Tell Me About You (1 of 2)

Making rum in Barbados

Making rum in Barbados

Who are you?

Most of the time, people ask this question more tactfully, “What do you do?” Or, if in an arena providing more time, they may say, “Tell me about yourself.” But the quest remains the same: to find out who you are.

We craft elaborate answers to these three words—who are you?—and hang data from each serif on every letter. I’m a doctor, a lawyer, an Indian chief. I’m a mason, a mother, a machinist; a parson, a podiatrist, a philanthropist; a dancer, a debutante, a developer; a queen, a quadruplet, a Monday-morning quarterback; a general, a guru, a gypsy at heart.

And we continue to sophisticate our identities with qualifiers: I’m a doctor of dermatology, a lawyer in Louisiana, or I am Chief of the Cherokees. But while there appears to be honor in most of what we have listed thus far, there are those,  who if asked and were honest, would say, “I am nobody.”

We tend to plot our identity somewhere on a spectrum between success and failure.
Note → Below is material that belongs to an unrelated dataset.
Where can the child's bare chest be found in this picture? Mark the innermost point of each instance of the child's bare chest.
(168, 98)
Acumen, accolades, and acceptance are used to determine who you are. Money and material possessions map your identity location on the success-failure spectrum. Quickly take inventory: Where do you perceive your identity to be on the spectrum?

The intriguing thing about identity is how tempting it can be to define who you are by all we have discussed and fail to consider the opinion of God, the architect of your soul. I wonder what His opinion is of who you are?

More intriguing yet, if you were to compare your perception of your identity with His perspective of you, I wonder what enlightenment it might bring to your life? Would it necessitate a paradigm shift from your definition of self to His?